More likely options now include greater spending on infrastructure and other government-favored projects, as well as further credit loosening—following several recent interest-rate cuts—economists and people familiar with Beijing’s thinking say.

Such moves reflect Beijing’s preference for having the government play the central role in goosing growth, either by investing in infrastructure or by channeling funds to selected sectors such as semiconductors and artificial intelligence that can advance Communist Party aims.

The Chinese government has been discouraging private investment and encouraging public investment (as well as quasi-public investment, as in real estate and favored tech sectors.)  That’s a mistake.

For many western economists, “stimulus” is synonymous with fiscal stimulus, whereas stimulus should be done by the central bank.  And monetary stimulus is viewed as being synonymous with low interest rates and more investment, whereas the term ‘monetary stimulus’ should mean more nominal GDP—which might be either consumption or investment.

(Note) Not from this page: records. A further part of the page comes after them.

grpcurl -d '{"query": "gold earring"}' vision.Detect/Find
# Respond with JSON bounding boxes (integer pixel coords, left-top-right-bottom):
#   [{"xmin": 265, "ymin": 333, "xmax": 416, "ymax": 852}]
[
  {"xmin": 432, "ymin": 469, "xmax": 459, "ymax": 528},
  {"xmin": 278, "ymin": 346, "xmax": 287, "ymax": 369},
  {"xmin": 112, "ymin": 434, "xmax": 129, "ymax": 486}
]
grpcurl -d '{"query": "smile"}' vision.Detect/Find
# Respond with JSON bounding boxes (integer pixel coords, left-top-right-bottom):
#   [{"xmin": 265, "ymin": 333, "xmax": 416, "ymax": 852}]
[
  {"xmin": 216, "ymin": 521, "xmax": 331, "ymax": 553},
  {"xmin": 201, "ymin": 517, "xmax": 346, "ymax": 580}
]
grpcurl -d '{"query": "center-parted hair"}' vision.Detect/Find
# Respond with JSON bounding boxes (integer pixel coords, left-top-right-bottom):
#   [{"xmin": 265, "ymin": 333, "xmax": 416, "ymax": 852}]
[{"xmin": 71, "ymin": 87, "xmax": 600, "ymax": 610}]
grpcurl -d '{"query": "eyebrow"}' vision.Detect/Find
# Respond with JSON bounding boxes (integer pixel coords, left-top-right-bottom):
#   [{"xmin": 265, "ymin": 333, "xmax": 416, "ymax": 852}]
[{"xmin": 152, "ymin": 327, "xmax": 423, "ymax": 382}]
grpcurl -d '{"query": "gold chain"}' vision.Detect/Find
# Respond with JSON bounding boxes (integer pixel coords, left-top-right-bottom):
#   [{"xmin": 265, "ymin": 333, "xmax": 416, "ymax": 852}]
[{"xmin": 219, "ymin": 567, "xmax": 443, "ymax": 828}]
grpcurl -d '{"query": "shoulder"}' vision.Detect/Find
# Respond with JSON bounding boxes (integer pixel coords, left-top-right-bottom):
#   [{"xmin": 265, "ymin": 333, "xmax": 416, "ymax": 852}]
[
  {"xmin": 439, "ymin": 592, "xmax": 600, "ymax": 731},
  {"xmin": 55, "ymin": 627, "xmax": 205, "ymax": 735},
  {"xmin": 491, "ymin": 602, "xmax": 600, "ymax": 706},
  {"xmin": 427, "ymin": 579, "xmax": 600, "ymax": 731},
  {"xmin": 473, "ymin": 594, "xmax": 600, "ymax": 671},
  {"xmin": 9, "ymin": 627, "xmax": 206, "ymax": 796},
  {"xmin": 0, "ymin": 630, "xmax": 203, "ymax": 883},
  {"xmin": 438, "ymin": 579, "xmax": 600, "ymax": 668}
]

Some might argue that my analysis is naive because China is far from being a laissez-faire economy.  Monetary stimulus won’t necessarily go into the most efficient sectors.  I agree.  I am describing the sort of outcome that China should be aiming for.  Determining which policy levers to push requires an in depth knowledge of the current policy distortions that lead to a misallocation of resources.  Thus monetary stimulus might be combined with banking reform to reduce moral hazard.  The goal would be to reduce lending for nonproductive investments, such as dubious real estate projects.  But again, that’s not aiming for “less investment”, that’s aiming for less wasteful investment. 

I am not suggesting that public investment should be zero.  By all means continue doing public investments that pass cost/benefit tests.  But that will not include more bridges in Guizhou province, an area that is already absurdly overbuilt.  (And many “public investments” could be done by the private sector—look at Hong Kong’s excellent subway system.)

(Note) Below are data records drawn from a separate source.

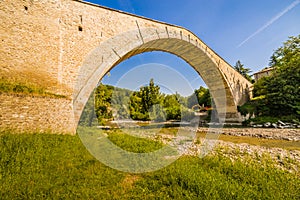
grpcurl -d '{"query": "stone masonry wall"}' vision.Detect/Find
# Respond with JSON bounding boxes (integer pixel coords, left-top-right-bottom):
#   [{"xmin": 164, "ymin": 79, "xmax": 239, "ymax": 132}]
[
  {"xmin": 0, "ymin": 0, "xmax": 65, "ymax": 94},
  {"xmin": 0, "ymin": 0, "xmax": 251, "ymax": 97},
  {"xmin": 0, "ymin": 0, "xmax": 252, "ymax": 134},
  {"xmin": 0, "ymin": 94, "xmax": 76, "ymax": 134}
]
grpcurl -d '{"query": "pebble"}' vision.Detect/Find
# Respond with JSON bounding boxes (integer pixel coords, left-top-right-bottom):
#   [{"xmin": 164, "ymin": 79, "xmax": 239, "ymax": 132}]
[{"xmin": 152, "ymin": 127, "xmax": 300, "ymax": 173}]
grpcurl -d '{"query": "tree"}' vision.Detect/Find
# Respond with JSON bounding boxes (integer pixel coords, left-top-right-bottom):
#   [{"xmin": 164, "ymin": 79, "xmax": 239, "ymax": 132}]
[
  {"xmin": 252, "ymin": 76, "xmax": 269, "ymax": 98},
  {"xmin": 252, "ymin": 34, "xmax": 300, "ymax": 118},
  {"xmin": 78, "ymin": 92, "xmax": 98, "ymax": 126},
  {"xmin": 111, "ymin": 87, "xmax": 132, "ymax": 119},
  {"xmin": 140, "ymin": 79, "xmax": 162, "ymax": 113},
  {"xmin": 264, "ymin": 35, "xmax": 300, "ymax": 117},
  {"xmin": 196, "ymin": 86, "xmax": 211, "ymax": 107},
  {"xmin": 163, "ymin": 94, "xmax": 181, "ymax": 120},
  {"xmin": 129, "ymin": 91, "xmax": 147, "ymax": 120},
  {"xmin": 94, "ymin": 84, "xmax": 113, "ymax": 124},
  {"xmin": 269, "ymin": 35, "xmax": 300, "ymax": 67},
  {"xmin": 187, "ymin": 86, "xmax": 211, "ymax": 108},
  {"xmin": 129, "ymin": 79, "xmax": 165, "ymax": 121},
  {"xmin": 234, "ymin": 60, "xmax": 253, "ymax": 82}
]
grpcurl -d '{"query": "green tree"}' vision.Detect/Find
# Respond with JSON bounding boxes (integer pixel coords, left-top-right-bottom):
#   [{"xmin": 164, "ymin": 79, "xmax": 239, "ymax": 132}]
[
  {"xmin": 129, "ymin": 91, "xmax": 147, "ymax": 120},
  {"xmin": 264, "ymin": 35, "xmax": 300, "ymax": 117},
  {"xmin": 94, "ymin": 84, "xmax": 113, "ymax": 125},
  {"xmin": 78, "ymin": 92, "xmax": 98, "ymax": 126},
  {"xmin": 197, "ymin": 86, "xmax": 211, "ymax": 107},
  {"xmin": 140, "ymin": 79, "xmax": 162, "ymax": 113},
  {"xmin": 252, "ymin": 34, "xmax": 300, "ymax": 118},
  {"xmin": 234, "ymin": 60, "xmax": 253, "ymax": 82},
  {"xmin": 111, "ymin": 87, "xmax": 132, "ymax": 119},
  {"xmin": 163, "ymin": 94, "xmax": 181, "ymax": 120},
  {"xmin": 269, "ymin": 35, "xmax": 300, "ymax": 67},
  {"xmin": 129, "ymin": 79, "xmax": 164, "ymax": 121},
  {"xmin": 187, "ymin": 86, "xmax": 211, "ymax": 108},
  {"xmin": 252, "ymin": 76, "xmax": 269, "ymax": 98},
  {"xmin": 187, "ymin": 93, "xmax": 198, "ymax": 108}
]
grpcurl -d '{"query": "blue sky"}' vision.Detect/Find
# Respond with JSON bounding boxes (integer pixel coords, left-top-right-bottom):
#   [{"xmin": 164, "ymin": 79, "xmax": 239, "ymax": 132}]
[{"xmin": 86, "ymin": 0, "xmax": 300, "ymax": 96}]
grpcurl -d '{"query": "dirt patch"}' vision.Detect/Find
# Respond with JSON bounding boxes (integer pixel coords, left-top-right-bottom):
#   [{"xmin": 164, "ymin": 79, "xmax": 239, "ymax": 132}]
[
  {"xmin": 198, "ymin": 127, "xmax": 300, "ymax": 141},
  {"xmin": 119, "ymin": 174, "xmax": 141, "ymax": 190}
]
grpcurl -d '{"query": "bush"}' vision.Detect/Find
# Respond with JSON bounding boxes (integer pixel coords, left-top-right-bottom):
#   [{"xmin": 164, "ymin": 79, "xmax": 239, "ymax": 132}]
[{"xmin": 242, "ymin": 115, "xmax": 299, "ymax": 126}]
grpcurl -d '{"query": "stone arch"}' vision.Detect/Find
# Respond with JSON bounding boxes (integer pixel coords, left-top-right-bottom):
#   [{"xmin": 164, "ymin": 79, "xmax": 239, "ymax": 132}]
[{"xmin": 73, "ymin": 27, "xmax": 242, "ymax": 125}]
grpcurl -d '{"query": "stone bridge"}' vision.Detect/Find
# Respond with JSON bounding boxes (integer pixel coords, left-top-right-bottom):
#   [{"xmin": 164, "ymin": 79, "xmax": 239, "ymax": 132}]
[{"xmin": 0, "ymin": 0, "xmax": 252, "ymax": 134}]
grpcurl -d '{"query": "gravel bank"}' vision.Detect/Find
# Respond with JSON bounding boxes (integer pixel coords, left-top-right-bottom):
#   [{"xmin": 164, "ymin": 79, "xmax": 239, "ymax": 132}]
[
  {"xmin": 154, "ymin": 127, "xmax": 300, "ymax": 173},
  {"xmin": 197, "ymin": 127, "xmax": 300, "ymax": 141}
]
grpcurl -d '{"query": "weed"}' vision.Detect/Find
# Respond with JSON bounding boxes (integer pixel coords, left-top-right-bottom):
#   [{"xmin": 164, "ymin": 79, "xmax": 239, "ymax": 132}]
[{"xmin": 0, "ymin": 79, "xmax": 66, "ymax": 98}]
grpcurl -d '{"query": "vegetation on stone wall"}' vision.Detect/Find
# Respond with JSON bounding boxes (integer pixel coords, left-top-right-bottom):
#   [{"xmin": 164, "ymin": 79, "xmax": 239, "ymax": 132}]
[{"xmin": 0, "ymin": 78, "xmax": 66, "ymax": 98}]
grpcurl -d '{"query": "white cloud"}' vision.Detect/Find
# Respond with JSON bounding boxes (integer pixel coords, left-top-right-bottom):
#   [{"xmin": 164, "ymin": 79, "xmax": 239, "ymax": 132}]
[{"xmin": 237, "ymin": 0, "xmax": 300, "ymax": 48}]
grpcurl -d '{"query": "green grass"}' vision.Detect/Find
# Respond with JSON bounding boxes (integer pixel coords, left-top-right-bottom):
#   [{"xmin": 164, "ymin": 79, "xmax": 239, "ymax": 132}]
[
  {"xmin": 107, "ymin": 130, "xmax": 164, "ymax": 153},
  {"xmin": 0, "ymin": 132, "xmax": 125, "ymax": 199},
  {"xmin": 0, "ymin": 131, "xmax": 299, "ymax": 199},
  {"xmin": 129, "ymin": 156, "xmax": 300, "ymax": 199}
]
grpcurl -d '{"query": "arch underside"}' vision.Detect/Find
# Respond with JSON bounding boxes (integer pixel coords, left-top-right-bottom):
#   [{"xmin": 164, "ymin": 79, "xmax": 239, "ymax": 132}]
[{"xmin": 74, "ymin": 28, "xmax": 244, "ymax": 124}]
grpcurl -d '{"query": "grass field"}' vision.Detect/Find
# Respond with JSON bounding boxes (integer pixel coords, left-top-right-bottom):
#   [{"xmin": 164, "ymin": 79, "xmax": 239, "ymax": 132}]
[{"xmin": 1, "ymin": 130, "xmax": 299, "ymax": 199}]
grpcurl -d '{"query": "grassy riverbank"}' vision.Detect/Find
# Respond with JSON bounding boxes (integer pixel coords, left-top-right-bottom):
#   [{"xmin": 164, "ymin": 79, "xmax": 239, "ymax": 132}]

To summarize, much of the debate conflates unrelated concepts.  Pundits conflate nominal demand and real demand.  They conflate monetary and fiscal stimulus.  They conflate public and private investment.  They conflate consumption with aggregate demand.

Sorry, but “More consumption!” and “More investment!” are meaningless slogans.  The real issues are using monetary policy to assure nominal stability, and moving to a more market oriented economy to insure economic growth and higher living standards for the future.

If you want a simple slogan, here’s something that all sides should be able to agree upon:

More Chinese consumption in the year 2040!!

PS.  Here’s China Daily:

Guizhou is home to 49 of the 100 tallest bridges in the world, including four of the 10 tallest, the commission said. Four bridges in the province have won the Gustav Lindenthal Medal, one of the most prestigious bridge construction awards in the world.

Check out the link.  They sure built some beautiful white elephants in Guizhou province, a poor mountainous backwater in China’s interior.  Imagine being told that West Virginia had 49 of the world’s 100 highest bridges.  Might you suspect a bit of pork barrel politics?